(Sharecast News) - In-content advertising company Mirriad warned on Friday that full-year revenues were now expected to be flat year-on-year at approximately £2.0m, primarily due to "significantly weaker than expected" market conditions in China.

Mirriad said revenues had slumped from £1.31m to £557,000 in the six months ended 30 June, due to the seasonal nature of its key advertising markets and sales pipeline. However, it said higher revenues were expected in the second half of the year.

The AIM-listed group highlighted that revenues from its Chinese operations had tumbled 85% to £123,000, while US revenues grew 57% to £418,000 and now accounted for 72% of total revenues for the company.

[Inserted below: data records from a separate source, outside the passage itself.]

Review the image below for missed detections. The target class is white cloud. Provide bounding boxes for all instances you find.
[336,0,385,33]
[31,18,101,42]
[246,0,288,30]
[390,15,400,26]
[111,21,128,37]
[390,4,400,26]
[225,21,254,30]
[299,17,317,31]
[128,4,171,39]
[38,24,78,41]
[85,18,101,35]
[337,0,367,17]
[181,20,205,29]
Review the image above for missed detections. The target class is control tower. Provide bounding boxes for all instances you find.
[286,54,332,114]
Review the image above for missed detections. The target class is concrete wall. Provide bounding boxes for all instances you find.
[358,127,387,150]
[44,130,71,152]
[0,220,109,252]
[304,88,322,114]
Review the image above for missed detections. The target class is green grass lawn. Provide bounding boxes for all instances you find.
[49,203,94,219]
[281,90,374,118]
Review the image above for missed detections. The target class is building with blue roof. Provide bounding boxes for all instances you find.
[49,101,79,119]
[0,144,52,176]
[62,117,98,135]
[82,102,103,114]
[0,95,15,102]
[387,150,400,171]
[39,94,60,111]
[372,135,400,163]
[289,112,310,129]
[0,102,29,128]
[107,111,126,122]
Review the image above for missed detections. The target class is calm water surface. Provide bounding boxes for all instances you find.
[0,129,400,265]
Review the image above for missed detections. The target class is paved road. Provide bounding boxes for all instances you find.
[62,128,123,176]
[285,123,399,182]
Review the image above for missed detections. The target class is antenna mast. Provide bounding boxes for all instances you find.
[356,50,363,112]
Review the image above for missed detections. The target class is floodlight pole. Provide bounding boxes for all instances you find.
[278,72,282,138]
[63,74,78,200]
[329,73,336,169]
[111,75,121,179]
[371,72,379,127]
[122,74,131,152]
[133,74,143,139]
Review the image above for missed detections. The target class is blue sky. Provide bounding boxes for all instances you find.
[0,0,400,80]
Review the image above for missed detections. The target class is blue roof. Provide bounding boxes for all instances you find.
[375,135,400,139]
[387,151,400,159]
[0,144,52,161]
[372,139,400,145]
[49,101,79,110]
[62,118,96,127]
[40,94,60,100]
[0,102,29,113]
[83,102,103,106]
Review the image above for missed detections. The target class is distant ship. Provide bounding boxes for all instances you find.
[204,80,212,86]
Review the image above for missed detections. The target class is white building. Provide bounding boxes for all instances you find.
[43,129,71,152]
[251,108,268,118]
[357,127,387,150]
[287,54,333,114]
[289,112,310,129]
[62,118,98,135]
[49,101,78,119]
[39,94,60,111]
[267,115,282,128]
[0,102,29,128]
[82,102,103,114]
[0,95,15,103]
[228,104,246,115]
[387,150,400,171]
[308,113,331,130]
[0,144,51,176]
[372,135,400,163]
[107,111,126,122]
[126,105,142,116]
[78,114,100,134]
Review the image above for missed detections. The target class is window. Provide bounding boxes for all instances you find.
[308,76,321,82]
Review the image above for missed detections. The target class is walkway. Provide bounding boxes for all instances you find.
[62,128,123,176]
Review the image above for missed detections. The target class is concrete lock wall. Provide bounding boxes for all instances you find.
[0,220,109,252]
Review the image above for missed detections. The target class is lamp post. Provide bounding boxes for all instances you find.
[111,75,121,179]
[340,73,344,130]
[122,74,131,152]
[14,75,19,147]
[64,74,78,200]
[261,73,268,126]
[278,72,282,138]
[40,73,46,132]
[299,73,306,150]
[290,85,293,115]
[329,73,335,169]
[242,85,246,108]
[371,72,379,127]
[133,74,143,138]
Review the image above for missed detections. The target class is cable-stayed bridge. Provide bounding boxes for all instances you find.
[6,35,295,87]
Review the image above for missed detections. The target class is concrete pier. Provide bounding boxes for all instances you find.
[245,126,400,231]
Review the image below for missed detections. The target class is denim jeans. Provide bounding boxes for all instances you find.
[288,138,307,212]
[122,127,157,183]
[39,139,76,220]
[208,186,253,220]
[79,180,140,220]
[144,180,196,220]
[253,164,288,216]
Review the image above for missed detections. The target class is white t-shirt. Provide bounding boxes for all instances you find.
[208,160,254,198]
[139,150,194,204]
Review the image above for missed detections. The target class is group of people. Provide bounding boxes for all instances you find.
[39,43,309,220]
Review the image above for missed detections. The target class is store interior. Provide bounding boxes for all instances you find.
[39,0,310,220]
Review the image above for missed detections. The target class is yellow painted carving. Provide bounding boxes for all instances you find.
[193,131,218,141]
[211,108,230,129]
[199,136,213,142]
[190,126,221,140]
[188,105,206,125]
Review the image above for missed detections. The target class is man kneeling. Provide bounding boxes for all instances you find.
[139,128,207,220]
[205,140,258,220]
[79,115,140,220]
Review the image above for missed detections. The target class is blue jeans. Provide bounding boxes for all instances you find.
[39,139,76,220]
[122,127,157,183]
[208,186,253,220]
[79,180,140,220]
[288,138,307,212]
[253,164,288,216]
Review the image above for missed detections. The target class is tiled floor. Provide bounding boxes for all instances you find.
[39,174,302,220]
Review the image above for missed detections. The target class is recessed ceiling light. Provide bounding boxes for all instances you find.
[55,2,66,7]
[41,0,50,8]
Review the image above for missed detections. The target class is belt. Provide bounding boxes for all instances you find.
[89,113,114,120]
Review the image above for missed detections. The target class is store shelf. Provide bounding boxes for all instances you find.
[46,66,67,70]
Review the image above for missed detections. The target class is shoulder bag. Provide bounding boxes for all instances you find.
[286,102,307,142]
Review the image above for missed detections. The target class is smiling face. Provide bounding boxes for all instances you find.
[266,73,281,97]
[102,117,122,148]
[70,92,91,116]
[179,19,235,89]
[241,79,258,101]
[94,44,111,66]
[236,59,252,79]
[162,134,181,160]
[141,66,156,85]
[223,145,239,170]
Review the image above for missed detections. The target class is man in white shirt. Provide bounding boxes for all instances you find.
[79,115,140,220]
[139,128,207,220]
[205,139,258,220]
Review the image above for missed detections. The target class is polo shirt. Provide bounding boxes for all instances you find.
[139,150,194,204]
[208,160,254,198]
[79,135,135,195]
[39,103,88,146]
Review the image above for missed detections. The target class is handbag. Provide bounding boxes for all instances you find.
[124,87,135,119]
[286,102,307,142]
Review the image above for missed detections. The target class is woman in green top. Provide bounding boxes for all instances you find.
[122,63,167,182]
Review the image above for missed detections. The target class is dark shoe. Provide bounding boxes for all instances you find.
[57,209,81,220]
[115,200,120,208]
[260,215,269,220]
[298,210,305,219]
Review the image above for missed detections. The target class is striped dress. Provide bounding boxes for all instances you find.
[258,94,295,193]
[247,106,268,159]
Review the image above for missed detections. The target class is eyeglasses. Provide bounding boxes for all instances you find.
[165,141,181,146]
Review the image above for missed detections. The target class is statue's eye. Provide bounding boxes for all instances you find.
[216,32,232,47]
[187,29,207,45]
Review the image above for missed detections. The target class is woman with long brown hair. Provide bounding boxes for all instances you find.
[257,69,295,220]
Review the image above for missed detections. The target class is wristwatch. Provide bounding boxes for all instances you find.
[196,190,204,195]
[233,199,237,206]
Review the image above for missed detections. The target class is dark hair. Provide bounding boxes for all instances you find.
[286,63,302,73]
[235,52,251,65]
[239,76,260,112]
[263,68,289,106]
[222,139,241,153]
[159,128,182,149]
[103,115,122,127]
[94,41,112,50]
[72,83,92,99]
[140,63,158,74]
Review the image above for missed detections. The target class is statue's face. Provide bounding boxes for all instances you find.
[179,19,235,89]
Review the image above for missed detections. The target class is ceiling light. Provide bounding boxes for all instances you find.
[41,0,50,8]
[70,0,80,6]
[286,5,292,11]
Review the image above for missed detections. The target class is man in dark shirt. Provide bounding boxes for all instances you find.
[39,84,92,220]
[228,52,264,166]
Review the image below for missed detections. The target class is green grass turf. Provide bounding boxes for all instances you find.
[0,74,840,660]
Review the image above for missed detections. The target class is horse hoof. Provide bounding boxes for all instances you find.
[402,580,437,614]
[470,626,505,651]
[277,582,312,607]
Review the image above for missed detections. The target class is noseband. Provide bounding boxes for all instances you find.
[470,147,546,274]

Mirriad also said it had decided to make an "orderly wind down" of its Chinese operations by the end of its contract with Tencent in March 2023, delivering annualised cost savings of approximately £1.0m.

"Revenue is not currently where we would like it to be, but Company plans always assumed a significantly backloaded revenue profile and, factoring the elements outlined above, we anticipate H2 will show substantially higher revenues than H1," said Mirriad.

Closing cash at the end of June 2022 was £17.7m, down from £29.8m at the same time a year earlier, while year-end cash was projected to beat current market expectations due to cost savings and lower than budgeted bonus provisions.

As of 1025 BST, Mirriad shares had sunk 38.03% to 9.14p.